Since prose was not getting me very far, friends advised me to switch to Plan B — poetry. I was hesitant, wondering if I could express myself as eloquently. My friends — dear souls whom I’ve known for years — assured me there was nothing to worry since I would only be moving from bad to verse. Helpfully, encouragement came my way with the realisation that once I began flying high on the wings of the iambic pentameter or maybe even the trochaic tetrameter, I could bid a grateful goodbye to the birth pangs involved in conjuring an insightful essay or intriguing short story.

Also, it’s a fact universally acknowledged that poets walk a metre above mean sea level and stand higher up the pecking order than the garden variety of writers.

I already had under my belt what I believed were impressive professional credentials. In my salad days, I used to be a sought-after cocktail-party balladeer thanks to my ability to deftly pair words with a common end-rhyme. The way I saw it then, it was only rhyme that helped mankind distinguish a poem from, say, a menu card or shopping list. So I promptly set off on a spree, rhyming ‘beginning’ with ‘tingling’, ‘strife’ with ‘wife’, and ‘distant star’ with ‘idli sambar’. Too late, I was told by experts that rhymes were out of fashion — in fact, they had gone out with bell-bottoms. As per current thought, it’s a crime to rhyme.

The next stumbling block was meter — that perplexing pattern of stressed and unstressed syllables — which is the platform on which poetry runs. I did my best to put iambic pentameter and all the rest of it into play. Experts chipped in to advise that good poetry is “read” by the ears and that saying the lines out loud would help with the meter. I did as bid only to find myself out of depth and also out of breath. Despite strenuous efforts, the best I could muster was a weak imitation of Descartes — “I think, therefore iamb.”

Next, the million-dollar question: what could I wax lyrical about? Daffodils, nightingales, and Grecian urns have all been taken. What was left was the depressing stuff that makes today’s newspaper headlines. A clear case, you could say, of poetic injustice. But there’s no court of appeal, not even a Society for the Prevention of Cruelty to Poets.

I recalled a French poet saying the first line in every poem is given by God, and the poet supplies the rest. Well, at the risk of blasphemy, I must say that He … well, we’ll let that pass. Obviously, He has more pressing things to attend to than the writer’s block of a fledgling poet. No wonder, Dylan Thomas called poetry his “sullen art”.

Desperate situations call for desperate measures. I began scouting for poetry clubs across the land.
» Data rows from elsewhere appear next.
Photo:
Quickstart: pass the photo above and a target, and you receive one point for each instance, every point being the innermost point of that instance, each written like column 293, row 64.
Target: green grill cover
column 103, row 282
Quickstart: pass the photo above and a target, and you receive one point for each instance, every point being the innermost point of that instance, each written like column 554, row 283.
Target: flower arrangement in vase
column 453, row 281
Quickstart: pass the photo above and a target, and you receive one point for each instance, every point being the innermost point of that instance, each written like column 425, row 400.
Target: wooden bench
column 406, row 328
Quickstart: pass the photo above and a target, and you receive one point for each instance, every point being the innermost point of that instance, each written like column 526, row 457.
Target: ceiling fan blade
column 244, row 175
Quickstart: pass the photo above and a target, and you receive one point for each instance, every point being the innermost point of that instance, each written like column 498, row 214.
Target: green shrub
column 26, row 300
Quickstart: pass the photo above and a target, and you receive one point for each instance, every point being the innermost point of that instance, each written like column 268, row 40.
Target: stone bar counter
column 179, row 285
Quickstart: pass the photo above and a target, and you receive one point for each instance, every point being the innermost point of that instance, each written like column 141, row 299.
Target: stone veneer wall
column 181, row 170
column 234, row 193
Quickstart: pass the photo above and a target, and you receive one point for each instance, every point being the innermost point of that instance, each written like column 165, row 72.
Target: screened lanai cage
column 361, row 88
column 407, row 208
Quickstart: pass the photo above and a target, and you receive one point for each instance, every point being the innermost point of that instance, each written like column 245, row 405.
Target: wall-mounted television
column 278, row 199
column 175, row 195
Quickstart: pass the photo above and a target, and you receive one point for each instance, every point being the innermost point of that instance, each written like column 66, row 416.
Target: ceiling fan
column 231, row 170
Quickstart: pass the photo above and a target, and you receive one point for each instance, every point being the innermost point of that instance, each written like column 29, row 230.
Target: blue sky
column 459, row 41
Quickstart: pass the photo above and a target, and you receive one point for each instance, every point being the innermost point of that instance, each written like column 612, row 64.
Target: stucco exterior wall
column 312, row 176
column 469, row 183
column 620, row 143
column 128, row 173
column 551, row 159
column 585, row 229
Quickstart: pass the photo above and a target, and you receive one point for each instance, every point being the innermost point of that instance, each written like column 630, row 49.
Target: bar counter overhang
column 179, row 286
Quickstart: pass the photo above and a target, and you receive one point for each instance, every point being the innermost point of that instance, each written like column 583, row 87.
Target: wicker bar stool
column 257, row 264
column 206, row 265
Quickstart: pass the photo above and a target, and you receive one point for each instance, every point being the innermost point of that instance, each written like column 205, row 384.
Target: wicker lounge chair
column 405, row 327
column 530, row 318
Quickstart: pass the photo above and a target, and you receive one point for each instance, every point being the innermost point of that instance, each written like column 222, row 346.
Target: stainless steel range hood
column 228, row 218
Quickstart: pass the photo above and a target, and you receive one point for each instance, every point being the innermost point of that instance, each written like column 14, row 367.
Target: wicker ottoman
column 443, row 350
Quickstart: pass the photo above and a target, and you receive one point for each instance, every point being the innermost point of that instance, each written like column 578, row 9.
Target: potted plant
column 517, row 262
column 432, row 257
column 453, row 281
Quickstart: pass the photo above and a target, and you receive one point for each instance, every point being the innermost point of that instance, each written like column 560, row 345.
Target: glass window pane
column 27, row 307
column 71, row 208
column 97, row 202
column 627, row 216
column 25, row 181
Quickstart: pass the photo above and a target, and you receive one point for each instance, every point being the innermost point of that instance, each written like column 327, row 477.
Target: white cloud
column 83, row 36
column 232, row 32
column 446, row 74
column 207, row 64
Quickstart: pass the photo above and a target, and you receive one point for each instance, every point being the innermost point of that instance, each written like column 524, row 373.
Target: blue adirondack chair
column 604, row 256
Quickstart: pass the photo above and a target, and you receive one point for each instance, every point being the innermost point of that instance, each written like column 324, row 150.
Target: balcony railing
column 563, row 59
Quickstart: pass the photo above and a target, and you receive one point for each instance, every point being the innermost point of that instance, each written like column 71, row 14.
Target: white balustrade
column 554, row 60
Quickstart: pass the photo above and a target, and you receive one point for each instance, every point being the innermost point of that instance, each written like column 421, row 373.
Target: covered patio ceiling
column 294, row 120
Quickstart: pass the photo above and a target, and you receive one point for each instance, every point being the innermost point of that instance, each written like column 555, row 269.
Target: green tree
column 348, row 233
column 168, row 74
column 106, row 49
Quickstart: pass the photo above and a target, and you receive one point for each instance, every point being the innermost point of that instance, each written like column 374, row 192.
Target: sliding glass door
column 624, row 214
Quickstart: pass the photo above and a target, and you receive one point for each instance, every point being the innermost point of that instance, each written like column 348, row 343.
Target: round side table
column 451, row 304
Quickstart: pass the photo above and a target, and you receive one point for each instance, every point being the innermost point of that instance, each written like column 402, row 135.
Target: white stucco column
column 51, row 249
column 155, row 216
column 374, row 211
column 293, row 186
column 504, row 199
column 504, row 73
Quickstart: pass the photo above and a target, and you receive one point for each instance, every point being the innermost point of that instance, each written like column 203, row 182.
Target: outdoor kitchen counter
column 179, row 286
These groups comprise poets who, believing in safety in numbers, congregate at exotic places far from the madding crowd. Here, they spend fruitful hours listening to and learning from each other’s poems. I had hoped that I too would gain inspiration through osmosis. Alas! My muse had blown a fuse.

There I lay, like Eliot’s evening sky, like a patient etherised upon a table. There I would have lain had my old friends not returned making conciliatory noises, offering sometimes sympathy and sometimes tea. They told me even established poets experience self-doubt of Hamletian proportions. Who was I to expect better luck? Also, though my venture into verse had met with a lack of success as spectacular as the Charge of the Light Brigade, the enterprise had not entirely been in vain. It was character-building, and I had learnt something of value: poetry is not for those weak in art or faint of heart.

So, to all practising poets, young and old, my hats off!